Artikel 2 integrale prestatiebeschrijvingen

De zorgautoriteit stelt een of meer integrale prestatiebeschrijvingen vast voor obstetrische high care.

Artikel 3 integrale tarifering

Voor prestaties als bedoeld in de prestatiebeschrijvingen onder artikel 2 geldt een integraal tarief.

Artikel 4 segmentindeling en tariefsoort

  • 1. Obstetrische high care behoort met ingang van het jaar 2017 tot het gereguleerde segment in de medisch specialistische zorg.

  • 2. Voor prestaties in het gereguleerde segment gelden maximumtarieven.

Artikel 5 citeertitel

Deze aanwijzing wordt aangehaald als: Aanwijzing tarifering obstetrische high care.

Van deze aanwijzing wordt mededeling gedaan door plaatsing in de Staatscourant.

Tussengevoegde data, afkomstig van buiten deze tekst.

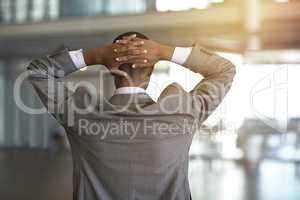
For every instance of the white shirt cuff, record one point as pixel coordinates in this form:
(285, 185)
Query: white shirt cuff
(77, 58)
(181, 54)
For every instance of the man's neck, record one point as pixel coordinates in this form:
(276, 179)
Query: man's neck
(130, 90)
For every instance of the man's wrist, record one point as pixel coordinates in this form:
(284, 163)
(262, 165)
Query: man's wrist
(166, 52)
(93, 57)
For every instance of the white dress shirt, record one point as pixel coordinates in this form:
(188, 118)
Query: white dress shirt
(180, 55)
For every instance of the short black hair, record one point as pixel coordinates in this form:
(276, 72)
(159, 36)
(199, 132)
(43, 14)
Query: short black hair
(138, 35)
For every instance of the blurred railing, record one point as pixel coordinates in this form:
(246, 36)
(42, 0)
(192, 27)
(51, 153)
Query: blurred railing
(24, 11)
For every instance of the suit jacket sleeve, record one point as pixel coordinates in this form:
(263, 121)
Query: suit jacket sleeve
(218, 75)
(46, 75)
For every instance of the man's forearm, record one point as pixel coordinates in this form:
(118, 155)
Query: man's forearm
(166, 52)
(94, 56)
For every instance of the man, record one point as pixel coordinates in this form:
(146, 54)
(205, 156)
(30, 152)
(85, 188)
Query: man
(131, 147)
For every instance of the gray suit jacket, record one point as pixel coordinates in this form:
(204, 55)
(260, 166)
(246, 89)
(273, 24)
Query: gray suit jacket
(131, 147)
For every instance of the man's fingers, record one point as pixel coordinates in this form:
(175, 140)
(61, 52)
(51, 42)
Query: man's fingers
(129, 42)
(130, 37)
(131, 52)
(142, 65)
(130, 58)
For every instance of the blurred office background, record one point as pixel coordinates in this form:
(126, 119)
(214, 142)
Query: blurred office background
(248, 149)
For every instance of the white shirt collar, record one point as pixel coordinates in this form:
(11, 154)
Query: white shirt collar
(130, 90)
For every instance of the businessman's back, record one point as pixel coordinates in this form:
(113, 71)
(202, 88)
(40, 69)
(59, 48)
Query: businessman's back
(131, 147)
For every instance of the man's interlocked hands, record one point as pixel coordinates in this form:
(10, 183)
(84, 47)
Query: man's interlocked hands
(139, 53)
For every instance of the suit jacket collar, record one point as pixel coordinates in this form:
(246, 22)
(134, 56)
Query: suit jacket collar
(131, 99)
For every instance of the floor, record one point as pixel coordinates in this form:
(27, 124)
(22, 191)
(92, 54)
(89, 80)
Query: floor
(37, 175)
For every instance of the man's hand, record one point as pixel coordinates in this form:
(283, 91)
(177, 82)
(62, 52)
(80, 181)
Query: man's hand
(142, 53)
(111, 56)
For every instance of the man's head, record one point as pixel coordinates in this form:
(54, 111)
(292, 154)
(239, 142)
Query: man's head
(139, 77)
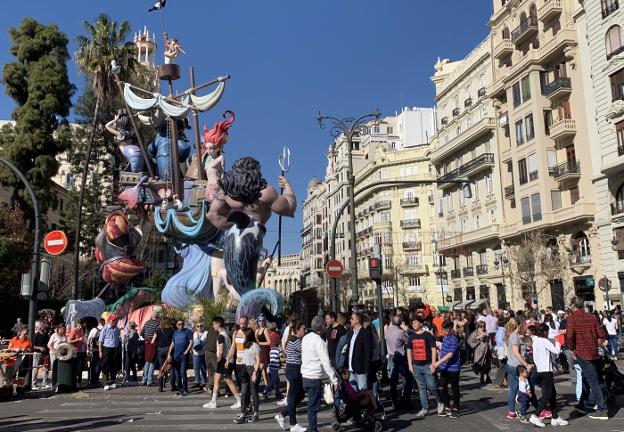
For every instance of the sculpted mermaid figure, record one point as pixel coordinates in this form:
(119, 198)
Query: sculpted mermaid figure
(243, 205)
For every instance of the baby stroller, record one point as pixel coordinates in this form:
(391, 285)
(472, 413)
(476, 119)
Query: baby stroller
(348, 411)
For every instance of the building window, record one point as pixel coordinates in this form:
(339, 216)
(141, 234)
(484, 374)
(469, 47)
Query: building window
(617, 85)
(536, 207)
(532, 165)
(555, 198)
(522, 171)
(575, 195)
(528, 121)
(614, 41)
(517, 95)
(519, 132)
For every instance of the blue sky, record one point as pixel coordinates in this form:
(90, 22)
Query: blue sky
(289, 59)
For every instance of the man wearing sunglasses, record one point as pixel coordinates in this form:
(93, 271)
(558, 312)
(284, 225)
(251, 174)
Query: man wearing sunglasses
(181, 345)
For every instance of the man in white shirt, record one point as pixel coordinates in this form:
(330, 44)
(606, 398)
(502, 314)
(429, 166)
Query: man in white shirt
(315, 361)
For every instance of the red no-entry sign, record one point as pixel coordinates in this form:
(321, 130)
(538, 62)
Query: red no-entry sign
(334, 269)
(55, 242)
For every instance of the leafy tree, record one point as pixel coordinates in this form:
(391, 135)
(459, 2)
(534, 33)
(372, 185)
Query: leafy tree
(38, 82)
(104, 44)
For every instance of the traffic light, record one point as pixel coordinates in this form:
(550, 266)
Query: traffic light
(374, 269)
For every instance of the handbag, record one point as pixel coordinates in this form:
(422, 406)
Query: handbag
(328, 394)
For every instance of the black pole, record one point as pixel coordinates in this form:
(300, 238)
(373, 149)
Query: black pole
(34, 272)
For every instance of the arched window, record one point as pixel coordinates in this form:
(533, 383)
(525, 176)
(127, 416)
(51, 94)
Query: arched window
(613, 39)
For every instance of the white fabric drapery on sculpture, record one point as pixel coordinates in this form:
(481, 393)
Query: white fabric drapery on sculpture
(161, 105)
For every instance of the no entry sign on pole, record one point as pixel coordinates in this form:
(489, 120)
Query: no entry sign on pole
(55, 242)
(334, 269)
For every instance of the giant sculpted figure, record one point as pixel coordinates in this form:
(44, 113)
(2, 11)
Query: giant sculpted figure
(243, 205)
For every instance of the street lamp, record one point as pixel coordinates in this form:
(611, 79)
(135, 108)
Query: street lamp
(348, 127)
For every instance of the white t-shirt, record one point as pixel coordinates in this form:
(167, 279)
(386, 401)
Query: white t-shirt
(610, 325)
(542, 348)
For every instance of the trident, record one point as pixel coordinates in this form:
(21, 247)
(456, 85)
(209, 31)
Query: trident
(284, 163)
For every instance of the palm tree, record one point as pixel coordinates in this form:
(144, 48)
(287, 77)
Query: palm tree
(105, 41)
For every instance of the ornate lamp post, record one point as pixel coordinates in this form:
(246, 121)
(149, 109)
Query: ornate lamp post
(349, 127)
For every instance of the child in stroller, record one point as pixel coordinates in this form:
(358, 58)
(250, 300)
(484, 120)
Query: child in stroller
(361, 406)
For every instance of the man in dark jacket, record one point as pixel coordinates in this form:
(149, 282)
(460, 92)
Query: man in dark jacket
(359, 352)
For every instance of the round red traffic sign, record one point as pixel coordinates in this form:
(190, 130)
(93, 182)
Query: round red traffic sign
(334, 269)
(55, 242)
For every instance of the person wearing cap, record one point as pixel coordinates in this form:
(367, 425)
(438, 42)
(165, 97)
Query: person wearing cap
(582, 333)
(108, 344)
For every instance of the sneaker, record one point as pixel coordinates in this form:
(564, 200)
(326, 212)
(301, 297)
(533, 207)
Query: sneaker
(559, 422)
(440, 408)
(599, 415)
(280, 420)
(536, 421)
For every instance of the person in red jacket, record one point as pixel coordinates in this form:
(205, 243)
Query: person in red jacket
(582, 338)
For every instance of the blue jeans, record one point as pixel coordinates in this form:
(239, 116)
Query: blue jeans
(591, 383)
(179, 364)
(148, 372)
(426, 383)
(313, 389)
(199, 367)
(613, 344)
(397, 365)
(359, 382)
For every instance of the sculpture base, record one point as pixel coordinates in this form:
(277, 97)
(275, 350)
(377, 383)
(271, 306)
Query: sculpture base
(169, 72)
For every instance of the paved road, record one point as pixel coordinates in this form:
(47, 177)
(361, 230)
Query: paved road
(145, 409)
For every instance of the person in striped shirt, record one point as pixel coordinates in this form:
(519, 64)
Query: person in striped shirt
(449, 366)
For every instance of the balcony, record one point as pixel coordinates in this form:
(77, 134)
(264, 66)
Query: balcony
(503, 49)
(559, 88)
(481, 162)
(510, 192)
(412, 246)
(562, 129)
(610, 8)
(383, 205)
(477, 130)
(468, 271)
(409, 202)
(410, 223)
(526, 30)
(549, 10)
(567, 171)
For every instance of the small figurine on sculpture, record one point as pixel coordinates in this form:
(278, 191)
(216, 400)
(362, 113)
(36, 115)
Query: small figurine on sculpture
(120, 128)
(242, 207)
(212, 156)
(172, 49)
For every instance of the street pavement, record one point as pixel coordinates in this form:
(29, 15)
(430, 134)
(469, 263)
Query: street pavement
(146, 409)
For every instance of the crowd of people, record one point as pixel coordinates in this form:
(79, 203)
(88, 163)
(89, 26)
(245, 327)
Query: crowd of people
(422, 349)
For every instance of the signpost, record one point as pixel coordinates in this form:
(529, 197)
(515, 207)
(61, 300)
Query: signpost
(55, 242)
(334, 269)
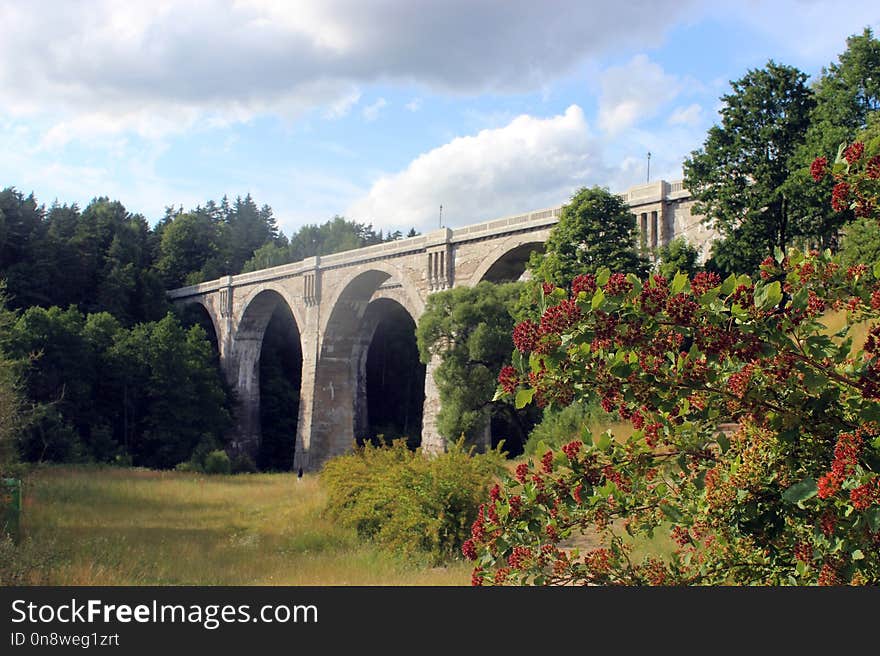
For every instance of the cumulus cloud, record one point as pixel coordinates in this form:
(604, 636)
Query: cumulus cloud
(371, 112)
(530, 163)
(633, 92)
(690, 115)
(232, 59)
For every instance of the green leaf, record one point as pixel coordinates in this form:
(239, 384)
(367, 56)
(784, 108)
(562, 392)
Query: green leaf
(768, 296)
(518, 361)
(523, 398)
(678, 283)
(728, 285)
(800, 298)
(671, 512)
(801, 491)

De Minister van Volksgezondheid, Welzijn en Sport, E.I. Schippers

TOELICHTING

Inleiding

Deze aanwijzing strekt ertoe voor zover obstetrische zorg bestaat uit obstetrische high care een of meer prestatiebeschrijvingen vast te stellen waarvoor met ingang van het jaar 2017 een maximumtarief van toepassing is.

Algemeen

De NZa heeft bij brief van 20 september 2016 aangegeven van mening te zijn dat voor obstetrische high care een gereguleerd tarief wenselijk is1. Aanleiding was een verzoek dat de NZa heeft gekregen van de NVZ, NFU, ondersteund door de NVOG. De obstetrische high care is nu onderdeel van het geheel van gynaecologie DBC-zorgproducten die onder het vrije segment vallen en dient ook via die DBC’s bekostigd te worden. De indeling naar segmenten dateert uit 2011 als onderdeel van de invoering van prestatiebekostiging. Obstetrische high care is destijds niet apart uitgesplitst en beoordeeld aan de hand van de gehanteerde criteria. Er is opnieuw bezien of de obstetrische high care ook tot dat segment moet blijven behoren. Daarbij is getoetst aan twee criteria die ook bij andere adviezen over tariefsoorten zijn gebruikt:

  • Is er voldoende marktdynamiek tussen zorgaanbieders en zorgverzekeraars zodat er reële kosten worden berekend en een aanvaardbaar tarief in rekening wordt gebracht?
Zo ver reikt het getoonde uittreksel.